Until the day I made your favorite chicken salad with mayonnaise instead of miracle whip and you asked me what was wrong with it. And I proceeded to lock myself in our closet for the remainder of the day. No one has ever called me dramatic or anything. 

Side note: I'm humiliated that we used to eat that way.

***Don't ever ask the woman you've just married what is wrong with her food.***

I'm sorry about that, honey. I really am.

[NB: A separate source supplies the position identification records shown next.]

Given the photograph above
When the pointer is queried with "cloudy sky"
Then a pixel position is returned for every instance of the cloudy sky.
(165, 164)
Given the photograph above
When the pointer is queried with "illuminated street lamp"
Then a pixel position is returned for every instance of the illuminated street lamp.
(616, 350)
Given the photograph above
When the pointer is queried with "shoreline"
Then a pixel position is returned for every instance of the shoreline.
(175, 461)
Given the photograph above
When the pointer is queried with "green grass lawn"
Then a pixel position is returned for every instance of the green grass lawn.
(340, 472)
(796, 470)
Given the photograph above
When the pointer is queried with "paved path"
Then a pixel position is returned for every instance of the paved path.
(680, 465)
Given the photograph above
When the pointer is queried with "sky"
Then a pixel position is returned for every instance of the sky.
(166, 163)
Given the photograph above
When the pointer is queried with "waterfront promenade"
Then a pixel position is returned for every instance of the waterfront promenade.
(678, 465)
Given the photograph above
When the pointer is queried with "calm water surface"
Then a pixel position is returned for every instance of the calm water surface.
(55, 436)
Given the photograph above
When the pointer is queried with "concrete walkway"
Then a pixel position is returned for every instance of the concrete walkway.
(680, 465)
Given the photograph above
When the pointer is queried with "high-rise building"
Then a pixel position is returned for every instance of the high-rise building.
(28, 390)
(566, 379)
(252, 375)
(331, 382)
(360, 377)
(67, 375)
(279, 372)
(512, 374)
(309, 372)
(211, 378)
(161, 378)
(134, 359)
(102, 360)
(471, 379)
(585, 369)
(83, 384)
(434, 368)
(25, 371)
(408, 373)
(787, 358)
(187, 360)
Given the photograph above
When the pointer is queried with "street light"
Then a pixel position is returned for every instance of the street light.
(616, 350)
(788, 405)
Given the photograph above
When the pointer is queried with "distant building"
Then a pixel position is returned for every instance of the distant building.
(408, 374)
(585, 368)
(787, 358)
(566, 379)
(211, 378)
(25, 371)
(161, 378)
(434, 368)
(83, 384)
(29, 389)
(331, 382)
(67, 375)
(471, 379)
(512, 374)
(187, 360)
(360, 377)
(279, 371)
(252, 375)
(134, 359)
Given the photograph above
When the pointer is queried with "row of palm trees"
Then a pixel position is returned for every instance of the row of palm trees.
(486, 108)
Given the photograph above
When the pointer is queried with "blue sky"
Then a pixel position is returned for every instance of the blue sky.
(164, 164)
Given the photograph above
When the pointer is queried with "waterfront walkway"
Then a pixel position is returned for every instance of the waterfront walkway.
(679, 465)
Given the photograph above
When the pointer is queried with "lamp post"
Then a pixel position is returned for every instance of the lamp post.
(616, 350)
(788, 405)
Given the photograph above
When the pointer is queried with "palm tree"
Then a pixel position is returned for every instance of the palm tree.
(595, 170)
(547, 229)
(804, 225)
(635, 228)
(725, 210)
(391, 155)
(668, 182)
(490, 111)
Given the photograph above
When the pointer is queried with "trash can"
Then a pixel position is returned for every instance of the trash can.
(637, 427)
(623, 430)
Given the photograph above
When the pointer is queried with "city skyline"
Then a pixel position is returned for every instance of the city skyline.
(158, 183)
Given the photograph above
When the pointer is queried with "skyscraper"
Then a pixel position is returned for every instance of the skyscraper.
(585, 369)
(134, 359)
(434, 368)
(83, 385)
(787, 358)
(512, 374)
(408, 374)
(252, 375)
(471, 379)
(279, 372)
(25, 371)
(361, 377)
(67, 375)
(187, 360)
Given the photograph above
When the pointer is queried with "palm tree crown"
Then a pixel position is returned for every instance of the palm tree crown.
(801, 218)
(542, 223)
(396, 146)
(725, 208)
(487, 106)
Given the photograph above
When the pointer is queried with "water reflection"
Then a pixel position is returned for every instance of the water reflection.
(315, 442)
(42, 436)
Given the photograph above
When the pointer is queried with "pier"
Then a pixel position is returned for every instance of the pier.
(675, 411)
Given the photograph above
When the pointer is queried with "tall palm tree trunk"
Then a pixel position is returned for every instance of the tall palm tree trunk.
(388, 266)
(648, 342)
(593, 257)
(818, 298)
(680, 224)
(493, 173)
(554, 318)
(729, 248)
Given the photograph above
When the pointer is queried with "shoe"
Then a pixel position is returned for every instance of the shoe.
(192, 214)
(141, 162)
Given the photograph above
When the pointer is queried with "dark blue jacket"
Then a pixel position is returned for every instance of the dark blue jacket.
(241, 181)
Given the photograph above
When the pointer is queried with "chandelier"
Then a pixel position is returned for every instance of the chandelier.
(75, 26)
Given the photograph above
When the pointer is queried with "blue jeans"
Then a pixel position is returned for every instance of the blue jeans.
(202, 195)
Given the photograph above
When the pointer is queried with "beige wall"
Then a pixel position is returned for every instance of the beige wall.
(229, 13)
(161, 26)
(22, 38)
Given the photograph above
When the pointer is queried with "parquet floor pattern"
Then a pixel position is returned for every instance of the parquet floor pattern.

It was really hard for me to pretend to care about those things. It was quite difficult to fit into that aproned box. Thankfully, I've woken up since those prime years of marriage. I woke up because that sweet woman I was pretending to be couldn't handle one more day of apron wearing.

Not.one.more.day.

I think it was right around the day you told me that I had the thighs of a thoroughbred horse, and swore it was a compliment. That.

That was the day I had had enough.

No more sweetness existed inside my body and I just woke up to who I am. I resurrected that day or some day soon after and we've been alive and cruisin’ ever since. Ever since I told you never to compare my body to an animal the size of a refrigerator ever again. Ya hear?

 

Husband,

From the beginning, this is just who we've been. We do not baby talk each other. Lord help us when we hear adults baby talking each other.

We know with one raise of an eyebrow that we've pissed each other off.

You know not to speak a word to me when I stub my toe because it’s the end of my foot forever and I do not need to be consoled, I need a moment of silence to remember the rest of my nine attached toes while I cry in a puddle on the floor.

I know that if I just shut my mouth you will fill my ears with all the details of your day.

I know that food is your love language.

You know that I'll take care of business. When something needs to be handled you just hand me the phone or the bill or the papers and point me to the person in charge.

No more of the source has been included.